Given the level of confusion, older adults' reactions to being diagnosed with MCI are not well understood. This issue has rarely been explored from the patient's perspective even though people in an early stage of cognitive decline, including MCI, are able to express their own views and needs (Aalten, van Valen, Clare, Kenny, & Verhey, 2005). A few descriptive and qualitative studies have examined the patient's experience of MCI (Frank, et al., 2006; Joosten-Weyn Banningh, Vernooij-Dassen, Rikkert, & Teunisse, 2008; Lin, Gleason, & Heidrich, in press; Lin & Heidrich, 2012; Lingler et al., 2006; Lu, Haase, & Farran, 2007; McIlvane, Popa, Robinson, Houseweart, & Haley, 2008). Persons with MCI were able to accurately identify their cognitive symptoms, described negative consequences of MCI (such as loss of self-confidence), had diverse emotional responses to their diagnosis (e.g., anxiety, relief that it was not AD), and felt uncertain whether they would progress to AD. Only two studies have examined the coping and self-care behaviors or strategies of persons with MCI (Joosten-Weyn Banningh et al., 2008; Lin & Heidrich, 2012; McIlvane et al., 2008). Persons with MCI engaged in self-care behaviors, such as use of supportive services (e.g., legal services, support groups) and strategies to prevent AD (e.g., mental exercise, physical exercise). They also used coping strategies to reduce stress and cope with memory loss.

In terms of physical and psychological health, a number of studies have examined functional, social, and psychological variables in persons with MCI. In general, persons with MCI report more difficulties than healthy elderly individuals with engaging in social conversation, telephone use, finding belongings, grocery shopping, driving, and medication management (Aretouli & Brandt, 2009; Muangpaisan, Assantachai, Intalapaporn, & Pisansalakij, 2008; Kim et al., 2009; Peres et al., 2006; Ryu, Ha, Park, Yu, & Livingston, 2010; Schmitter-Edgecombe, Woo, & Greeley, 2009; Wadley et al., 2008). Psychological well-being has been examined in four studies of people with MCI and has included measures of life satisfaction, mastery, affect, and social interaction (Ready, Ott, & Grace, 2004). In general, no differences have been found between persons with MCI and healthy elderly in their psychological well-being (see Table 2 for description of individual studies).

Table 2.

Individual Studies of Patients' Experience with MCI

Description of the Study Results of the Study
Understanding MCI
12 persons with MCI (age range: 65 – 86) (Lingler, et al., 2006) Participants understood the symptoms of MCI and reacted differently to the diagnosis, in terms of positive (n = 5, e.g., participants felt relief that it was not a diagnosis of AD), negative (n = 2, e.g., participants worried that the diagnosis may progress to dementia), or neutral (n = 4, e.g., participants perceived cognitive decline, but were fine with the diagnosis).

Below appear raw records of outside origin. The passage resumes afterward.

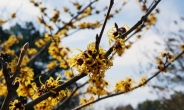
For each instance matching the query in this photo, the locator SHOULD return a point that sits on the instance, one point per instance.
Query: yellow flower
(69, 74)
(16, 105)
(52, 65)
(124, 85)
(31, 51)
(142, 80)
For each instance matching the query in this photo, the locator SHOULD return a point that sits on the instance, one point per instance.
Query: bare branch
(98, 38)
(68, 98)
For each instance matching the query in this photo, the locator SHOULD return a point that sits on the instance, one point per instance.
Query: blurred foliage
(31, 34)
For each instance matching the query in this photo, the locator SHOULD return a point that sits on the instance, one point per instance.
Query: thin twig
(12, 87)
(76, 16)
(119, 93)
(98, 38)
(21, 56)
(33, 58)
(68, 98)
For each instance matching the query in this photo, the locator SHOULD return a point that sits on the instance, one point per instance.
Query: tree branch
(123, 35)
(12, 87)
(68, 98)
(98, 38)
(46, 95)
(115, 94)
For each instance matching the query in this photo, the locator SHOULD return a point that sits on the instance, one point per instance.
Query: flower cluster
(114, 36)
(94, 64)
(53, 100)
(124, 85)
(161, 63)
(91, 62)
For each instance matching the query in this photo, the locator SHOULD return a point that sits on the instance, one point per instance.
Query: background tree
(35, 74)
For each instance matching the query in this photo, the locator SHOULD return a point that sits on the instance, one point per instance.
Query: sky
(128, 64)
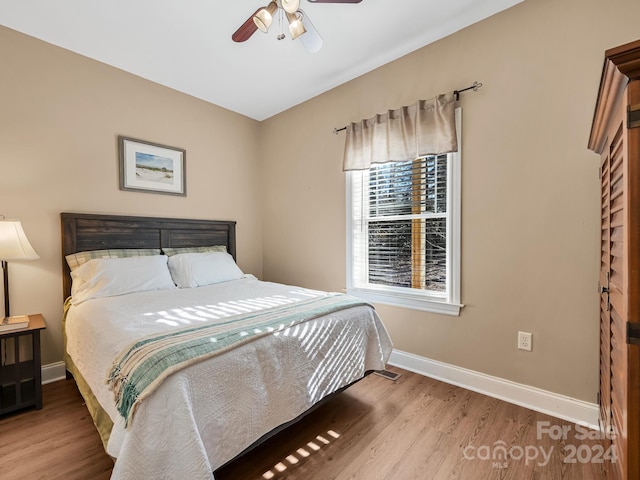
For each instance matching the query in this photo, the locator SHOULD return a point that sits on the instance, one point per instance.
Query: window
(404, 232)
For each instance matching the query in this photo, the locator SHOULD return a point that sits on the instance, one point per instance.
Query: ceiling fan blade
(334, 1)
(311, 39)
(247, 29)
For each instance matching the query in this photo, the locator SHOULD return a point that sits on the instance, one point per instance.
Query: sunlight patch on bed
(189, 315)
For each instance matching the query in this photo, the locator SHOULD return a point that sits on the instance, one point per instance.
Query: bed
(268, 353)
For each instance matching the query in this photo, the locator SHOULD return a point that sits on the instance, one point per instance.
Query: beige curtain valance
(427, 127)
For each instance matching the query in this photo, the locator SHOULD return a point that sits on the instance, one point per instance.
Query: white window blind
(404, 233)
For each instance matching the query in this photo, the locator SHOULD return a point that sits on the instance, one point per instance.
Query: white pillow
(198, 269)
(107, 277)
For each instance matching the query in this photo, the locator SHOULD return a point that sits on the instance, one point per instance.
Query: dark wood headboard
(82, 232)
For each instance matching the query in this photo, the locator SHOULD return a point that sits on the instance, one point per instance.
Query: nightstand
(21, 376)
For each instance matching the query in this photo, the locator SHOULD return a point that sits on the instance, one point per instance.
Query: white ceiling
(186, 44)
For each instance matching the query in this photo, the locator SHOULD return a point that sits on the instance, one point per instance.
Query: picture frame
(151, 167)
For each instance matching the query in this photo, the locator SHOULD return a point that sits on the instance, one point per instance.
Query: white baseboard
(53, 372)
(559, 406)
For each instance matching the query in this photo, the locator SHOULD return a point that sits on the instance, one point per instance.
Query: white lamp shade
(295, 25)
(264, 17)
(290, 6)
(14, 244)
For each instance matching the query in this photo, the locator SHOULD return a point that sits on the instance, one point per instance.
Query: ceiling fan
(300, 27)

30 persons with MCI (age range: 60 – 87) (Lin et al., in press) Participants correctly identified symptoms related to MCI; generally attributed MCI to aging, heredity, and abnormal brain changes; and believed MCI to be chronic, predictable, and controllable, causing little emotional distress. However, there were no consistent beliefs regarding the negative consequences of MCI or whether MCI was understandable.
63 persons with MCI (Mage = 81) (Lin & Heidrich, 2012) Participants endorsed an average of 7 symptoms that they experienced and believed were related to MCI and an average of 7 potential causes of MCI. Participants tended to believe MCI was chronic, not cyclic, and controllable, but they differed in their beliefs about the consequences, understandability and emotional impact of MCI.

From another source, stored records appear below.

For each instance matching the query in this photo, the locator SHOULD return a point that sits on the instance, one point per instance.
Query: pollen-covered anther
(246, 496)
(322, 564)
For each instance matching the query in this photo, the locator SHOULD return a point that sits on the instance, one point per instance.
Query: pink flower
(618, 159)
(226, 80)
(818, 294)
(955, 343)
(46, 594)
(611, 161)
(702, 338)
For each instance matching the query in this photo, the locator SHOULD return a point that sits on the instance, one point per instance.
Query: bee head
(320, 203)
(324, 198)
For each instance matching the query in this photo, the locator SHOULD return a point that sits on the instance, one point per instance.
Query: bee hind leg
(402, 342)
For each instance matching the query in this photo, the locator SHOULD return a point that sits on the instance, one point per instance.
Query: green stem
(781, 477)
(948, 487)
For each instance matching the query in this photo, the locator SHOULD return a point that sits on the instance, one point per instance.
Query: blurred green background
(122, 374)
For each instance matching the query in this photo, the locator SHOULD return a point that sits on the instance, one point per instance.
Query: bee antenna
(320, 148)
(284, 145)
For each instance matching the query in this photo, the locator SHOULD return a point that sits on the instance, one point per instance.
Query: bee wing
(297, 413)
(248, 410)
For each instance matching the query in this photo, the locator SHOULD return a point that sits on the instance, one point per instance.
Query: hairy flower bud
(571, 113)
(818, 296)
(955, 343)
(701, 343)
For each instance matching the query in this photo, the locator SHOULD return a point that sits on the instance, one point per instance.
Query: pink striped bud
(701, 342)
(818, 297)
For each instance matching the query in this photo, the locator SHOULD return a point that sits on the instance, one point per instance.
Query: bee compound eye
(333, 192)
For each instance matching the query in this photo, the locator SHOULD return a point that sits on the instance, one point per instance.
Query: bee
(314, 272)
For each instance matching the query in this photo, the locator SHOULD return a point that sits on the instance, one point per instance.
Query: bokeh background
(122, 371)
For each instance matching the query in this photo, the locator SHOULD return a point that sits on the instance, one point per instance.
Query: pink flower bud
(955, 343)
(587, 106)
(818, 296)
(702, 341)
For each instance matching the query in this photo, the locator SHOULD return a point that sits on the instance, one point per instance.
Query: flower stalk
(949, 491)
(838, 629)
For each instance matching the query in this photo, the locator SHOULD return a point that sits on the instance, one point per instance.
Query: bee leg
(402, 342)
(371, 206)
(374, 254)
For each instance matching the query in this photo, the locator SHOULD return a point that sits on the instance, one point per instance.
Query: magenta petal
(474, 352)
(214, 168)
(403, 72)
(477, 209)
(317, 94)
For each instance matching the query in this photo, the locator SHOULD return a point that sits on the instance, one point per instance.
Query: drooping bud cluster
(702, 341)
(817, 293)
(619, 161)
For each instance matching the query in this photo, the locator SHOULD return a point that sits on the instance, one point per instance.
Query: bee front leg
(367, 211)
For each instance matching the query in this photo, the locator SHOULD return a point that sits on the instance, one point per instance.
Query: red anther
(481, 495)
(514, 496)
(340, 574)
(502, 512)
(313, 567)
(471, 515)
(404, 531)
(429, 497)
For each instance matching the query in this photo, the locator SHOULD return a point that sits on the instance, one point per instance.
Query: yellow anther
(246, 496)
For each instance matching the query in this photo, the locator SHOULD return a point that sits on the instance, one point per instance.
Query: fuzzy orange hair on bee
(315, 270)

8 persons with MCI (age range: 58 – 83) (Joosten-Weyn Banningh et al., 2007) Participants identified changes related to their cognitive abilities, mobility, affect, vitality and somatic complaints as symptoms caused by MCI. They also considered negative consequences such as anxiety and the loss of self-confidence.

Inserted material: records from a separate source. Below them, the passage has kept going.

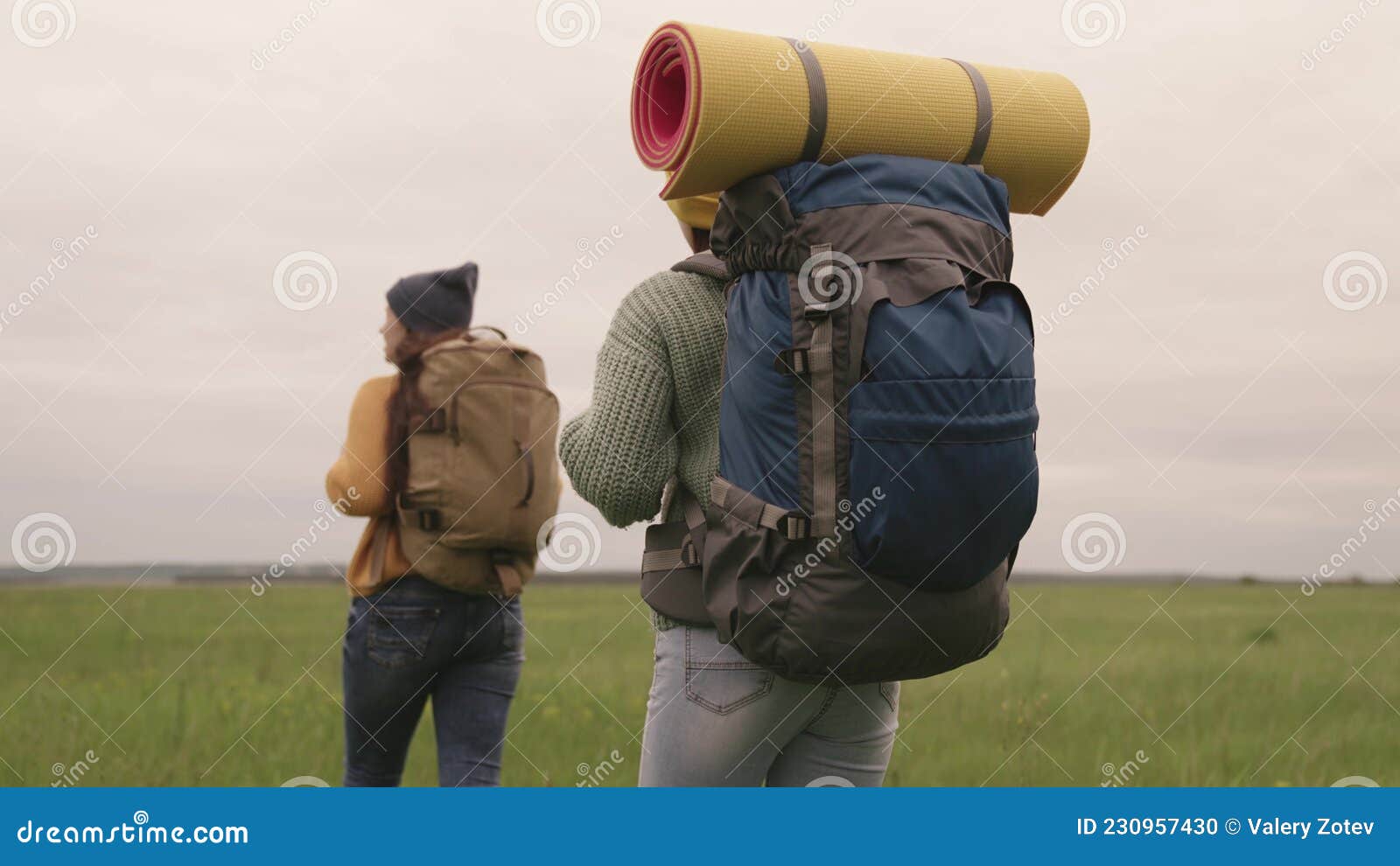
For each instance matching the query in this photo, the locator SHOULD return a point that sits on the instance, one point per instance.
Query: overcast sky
(1214, 398)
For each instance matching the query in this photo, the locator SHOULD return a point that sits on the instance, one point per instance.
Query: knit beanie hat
(438, 300)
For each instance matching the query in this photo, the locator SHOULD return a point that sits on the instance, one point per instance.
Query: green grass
(1228, 686)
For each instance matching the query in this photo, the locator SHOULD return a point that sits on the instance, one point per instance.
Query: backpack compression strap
(704, 263)
(818, 107)
(984, 132)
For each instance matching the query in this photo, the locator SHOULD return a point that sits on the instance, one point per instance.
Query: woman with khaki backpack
(452, 460)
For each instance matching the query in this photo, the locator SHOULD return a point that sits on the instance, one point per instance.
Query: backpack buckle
(794, 527)
(690, 555)
(793, 361)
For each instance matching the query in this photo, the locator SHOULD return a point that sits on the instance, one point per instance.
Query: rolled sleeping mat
(714, 107)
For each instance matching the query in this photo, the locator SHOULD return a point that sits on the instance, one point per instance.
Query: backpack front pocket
(944, 478)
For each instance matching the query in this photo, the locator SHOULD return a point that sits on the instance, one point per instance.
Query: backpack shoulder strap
(704, 263)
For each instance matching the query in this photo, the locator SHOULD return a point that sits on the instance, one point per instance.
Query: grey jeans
(716, 719)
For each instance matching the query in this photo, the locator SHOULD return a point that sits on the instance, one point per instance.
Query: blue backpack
(877, 423)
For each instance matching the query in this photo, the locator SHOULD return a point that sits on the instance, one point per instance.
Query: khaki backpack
(483, 474)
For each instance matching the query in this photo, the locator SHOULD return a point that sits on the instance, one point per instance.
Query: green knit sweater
(655, 405)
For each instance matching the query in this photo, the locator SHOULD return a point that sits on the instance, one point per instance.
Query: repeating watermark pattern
(1116, 251)
(1354, 280)
(1376, 516)
(1355, 782)
(1120, 775)
(261, 56)
(44, 541)
(590, 254)
(67, 777)
(569, 541)
(304, 280)
(65, 254)
(846, 523)
(823, 23)
(830, 280)
(326, 516)
(42, 23)
(1337, 35)
(567, 23)
(1092, 23)
(595, 775)
(1094, 541)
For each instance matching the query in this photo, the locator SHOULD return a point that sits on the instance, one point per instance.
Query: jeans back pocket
(718, 677)
(399, 637)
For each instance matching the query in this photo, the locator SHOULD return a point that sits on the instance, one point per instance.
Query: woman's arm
(622, 450)
(357, 483)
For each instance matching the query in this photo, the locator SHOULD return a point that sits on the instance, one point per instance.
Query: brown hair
(406, 406)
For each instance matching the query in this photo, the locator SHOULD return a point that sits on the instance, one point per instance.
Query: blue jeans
(415, 639)
(718, 719)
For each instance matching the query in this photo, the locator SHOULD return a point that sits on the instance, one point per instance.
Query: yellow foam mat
(732, 105)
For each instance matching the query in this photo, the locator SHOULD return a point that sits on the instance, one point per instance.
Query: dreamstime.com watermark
(140, 831)
(44, 541)
(304, 280)
(65, 254)
(846, 523)
(819, 27)
(1376, 516)
(1354, 280)
(70, 775)
(1115, 254)
(261, 56)
(42, 23)
(1337, 35)
(830, 280)
(590, 254)
(1094, 541)
(326, 516)
(567, 23)
(569, 541)
(1120, 775)
(1092, 23)
(595, 775)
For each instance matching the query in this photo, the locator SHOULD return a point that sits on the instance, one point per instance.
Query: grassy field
(1220, 686)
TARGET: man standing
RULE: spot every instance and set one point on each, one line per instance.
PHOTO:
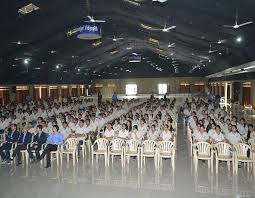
(39, 139)
(53, 141)
(24, 139)
(12, 137)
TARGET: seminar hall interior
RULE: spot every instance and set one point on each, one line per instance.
(131, 98)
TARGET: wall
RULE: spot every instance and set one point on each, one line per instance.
(150, 85)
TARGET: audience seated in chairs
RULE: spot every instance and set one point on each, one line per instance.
(12, 138)
(24, 139)
(39, 139)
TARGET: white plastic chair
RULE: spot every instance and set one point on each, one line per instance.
(69, 148)
(203, 151)
(223, 152)
(241, 155)
(116, 148)
(166, 149)
(99, 147)
(132, 150)
(149, 149)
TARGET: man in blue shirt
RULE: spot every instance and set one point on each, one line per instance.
(39, 139)
(24, 139)
(53, 141)
(12, 137)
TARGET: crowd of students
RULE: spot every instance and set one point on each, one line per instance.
(30, 125)
(211, 123)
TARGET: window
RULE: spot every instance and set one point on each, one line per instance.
(162, 89)
(131, 89)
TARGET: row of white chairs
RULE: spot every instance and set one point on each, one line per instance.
(133, 148)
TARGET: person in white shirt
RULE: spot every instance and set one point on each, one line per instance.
(233, 137)
(166, 135)
(123, 133)
(251, 133)
(202, 136)
(217, 136)
(135, 134)
(65, 131)
(109, 132)
(153, 134)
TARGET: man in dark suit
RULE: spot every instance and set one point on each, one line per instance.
(39, 139)
(12, 137)
(24, 139)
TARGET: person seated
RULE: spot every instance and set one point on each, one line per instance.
(233, 137)
(202, 136)
(123, 133)
(24, 139)
(39, 139)
(153, 134)
(12, 137)
(217, 136)
(109, 132)
(166, 135)
(53, 141)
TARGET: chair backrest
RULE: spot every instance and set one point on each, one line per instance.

11 persons with MCI (age > 60) (Lu et al., 2007) Participants were aware of their cognitive impairment in their daily lives, but they expected to maintain the ability to live independently. However, they also experienced uncertainty about the disease progression.
Persons with MCI (n = 20, Mage = 72) and AD patients (n = 20, Mage = 77) (Frank et al., 2006b) Participants were aware of cognitive impairment and their changing role in social/family activities, and also felt uncertain about disease progression.
Persons with MCI (n = 46, Mage = 77) and caregivers (n = 29, Mage = 70) (McIlvane et al., 2008) Forty percent of participants believed that their disease was unlikely to convert to AD, and 76% of the participants perceived that the disease process was controllable through practical strategies (e.g., staying optimistic, mental and physical exercises).
Coping with MCI
63 persons with MCI (Mage = 81) (Lin & Heidrich, 2012) Participants used many dementia prevention behaviors and memory aids, some problem-focused and emotion-focused coping strategies, and few dysfunctional coping strategies.
Persons with MCI (n = 46, Mage = 77) and caregivers (n = 29, Mage = 70) (McIlvane et al., 2008), using the brief COPE scale and a service use checklist. Participants engaged in a high frequency of coping such as use of support services (e.g., using legal services, financial planning, housekeeping, support groups), and management of daily living (e.g., planning daily tasks, making notes). Although less frequently reported than other strategies, some participants used strategies such as denial and substance use.
Persons with MCI (age = 58 – 83) (Joosten-Weyn Banningh et al., 2007) Participants utilized several coping strategies, including stress reduction (e.g. "I tell myself: what I can do, I will do; if I can't, I just leave it"), managing daily living (e.g. "I make notes," "I repeat the information I want to remember"), medical care (e.g., "I visited my GP (general practitioner)"), and
Functional Health
Cross-sectional comparison of the four subtypes of persons with MCI (amnestic single domain: n = 36, Mage = 75.08; amnestic multiple domain: n = 45, Mage = 78.36; non-amnestic single domain: n = 26, Mage = 74.81; non-amnestic multiple domain: n = 17, Mage = 75.59) and healthy control (n = 68, Mage = 72.41) (Aretouli & Brandt, 2009). Regardless of subtype of MCI, participants reported more difficulties in instrumental activities of daily lives than healthy elderly.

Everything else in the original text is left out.